You know something is wrong in when activists in the Middle East need to give your citizens tips on how to deal with tear gas and excessive police force.
Tear gas is a chemical weapon that triggers pain receptors, which leads to tear and mucous production and muscle cramps in the eyelids. Sven-Eric Jordt, a Duke University scientist, told Vox that “there are situations where [tear gas] can be very dangerous or lethal,” especially if someone has a preexisting condition like asthma. The excess mucous production can make someone feel like they are suffocating. Very little is known about its long-term effects, though Jordt is currently researching them. “I'm very concerned that, as use has increased, tear gas has been normalized,” he says. “The attitude now is like, this is safe and we can use it as much as we want.”

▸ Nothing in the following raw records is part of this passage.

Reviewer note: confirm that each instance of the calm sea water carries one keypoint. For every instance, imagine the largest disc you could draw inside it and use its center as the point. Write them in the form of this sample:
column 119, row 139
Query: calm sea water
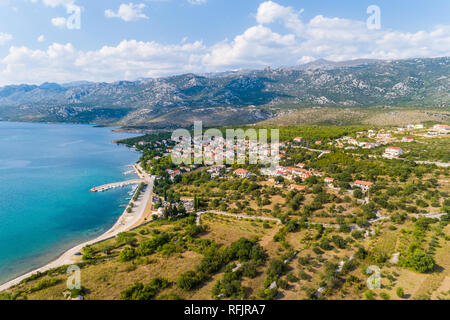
column 46, row 171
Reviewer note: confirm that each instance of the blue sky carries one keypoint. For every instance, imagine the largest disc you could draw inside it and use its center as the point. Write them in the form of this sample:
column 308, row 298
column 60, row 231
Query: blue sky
column 120, row 39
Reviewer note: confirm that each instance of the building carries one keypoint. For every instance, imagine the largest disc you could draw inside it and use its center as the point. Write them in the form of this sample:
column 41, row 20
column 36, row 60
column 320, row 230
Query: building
column 442, row 128
column 393, row 152
column 297, row 187
column 408, row 139
column 242, row 173
column 364, row 185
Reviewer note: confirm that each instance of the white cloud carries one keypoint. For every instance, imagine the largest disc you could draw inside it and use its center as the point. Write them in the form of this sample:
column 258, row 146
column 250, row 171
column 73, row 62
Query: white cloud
column 59, row 22
column 4, row 38
column 296, row 42
column 128, row 12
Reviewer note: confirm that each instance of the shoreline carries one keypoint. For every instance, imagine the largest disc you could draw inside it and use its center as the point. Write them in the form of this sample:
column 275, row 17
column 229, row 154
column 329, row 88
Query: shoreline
column 125, row 222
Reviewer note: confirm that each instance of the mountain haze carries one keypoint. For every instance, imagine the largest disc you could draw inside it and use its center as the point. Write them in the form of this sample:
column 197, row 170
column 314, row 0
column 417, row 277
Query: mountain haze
column 232, row 97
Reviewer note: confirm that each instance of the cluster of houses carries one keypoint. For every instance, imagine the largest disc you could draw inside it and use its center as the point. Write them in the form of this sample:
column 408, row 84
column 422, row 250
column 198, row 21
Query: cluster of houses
column 393, row 152
column 353, row 142
column 440, row 129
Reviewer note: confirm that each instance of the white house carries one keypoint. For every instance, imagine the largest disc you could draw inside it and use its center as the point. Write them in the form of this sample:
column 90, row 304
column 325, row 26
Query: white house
column 364, row 185
column 242, row 173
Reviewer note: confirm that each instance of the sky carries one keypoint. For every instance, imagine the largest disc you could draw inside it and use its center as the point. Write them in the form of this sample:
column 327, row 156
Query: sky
column 110, row 40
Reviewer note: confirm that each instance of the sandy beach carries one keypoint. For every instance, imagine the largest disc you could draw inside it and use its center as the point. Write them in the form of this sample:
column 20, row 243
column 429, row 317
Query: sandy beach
column 126, row 222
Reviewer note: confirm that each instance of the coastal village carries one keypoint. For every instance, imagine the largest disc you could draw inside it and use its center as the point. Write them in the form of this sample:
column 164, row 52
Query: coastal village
column 383, row 140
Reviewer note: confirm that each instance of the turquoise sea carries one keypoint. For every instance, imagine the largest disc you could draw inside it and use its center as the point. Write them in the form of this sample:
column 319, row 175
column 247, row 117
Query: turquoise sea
column 46, row 171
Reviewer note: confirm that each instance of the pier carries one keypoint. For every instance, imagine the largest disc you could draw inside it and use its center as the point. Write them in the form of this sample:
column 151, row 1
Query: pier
column 117, row 185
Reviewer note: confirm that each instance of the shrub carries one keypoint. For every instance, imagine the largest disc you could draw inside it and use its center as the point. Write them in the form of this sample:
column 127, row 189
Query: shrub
column 127, row 254
column 400, row 292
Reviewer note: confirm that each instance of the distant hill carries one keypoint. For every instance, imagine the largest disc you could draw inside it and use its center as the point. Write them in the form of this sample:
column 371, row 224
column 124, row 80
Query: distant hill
column 242, row 96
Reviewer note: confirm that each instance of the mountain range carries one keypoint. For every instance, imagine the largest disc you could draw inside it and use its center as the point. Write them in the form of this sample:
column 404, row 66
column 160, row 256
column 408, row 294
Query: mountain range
column 242, row 96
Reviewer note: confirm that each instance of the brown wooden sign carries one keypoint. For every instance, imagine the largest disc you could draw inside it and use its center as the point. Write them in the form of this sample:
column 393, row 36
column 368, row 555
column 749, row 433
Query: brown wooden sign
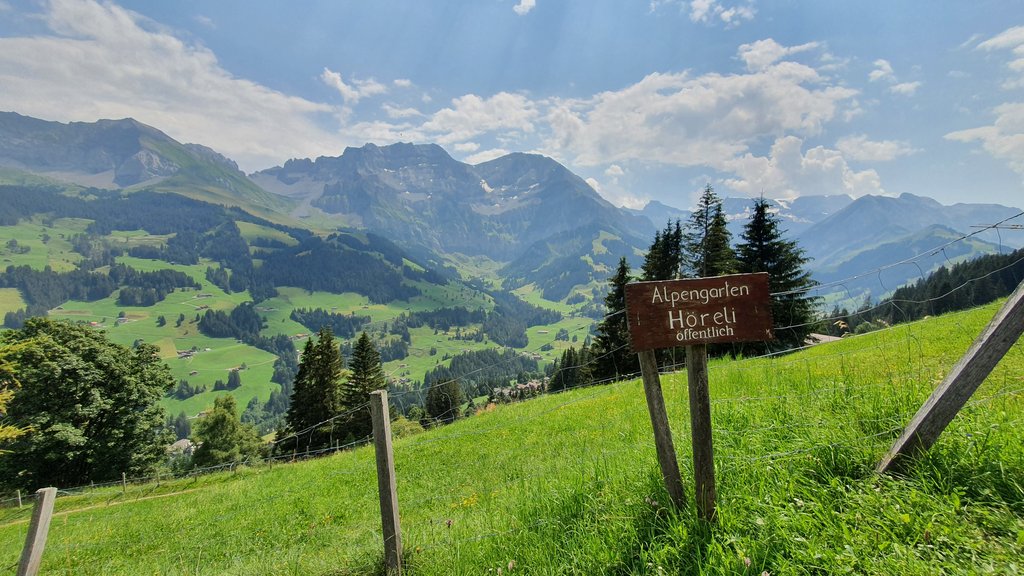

Often, it’s not the gas itself but the canister that causes injury and death. In Bahrain—a close US ally—the police and security forces have killed pro-democracy protesters with gas canisters. The United States and South Korea stopped exporting tear gas to Bahrain. But the U.S. government continues to ship tear gas to Egypt, where the new military dictatorship has used it on peaceful protestors.
But when U.S. police departments are dousing Americans with tear gas, it's difficult for the government to make a compelling case against its use abroad.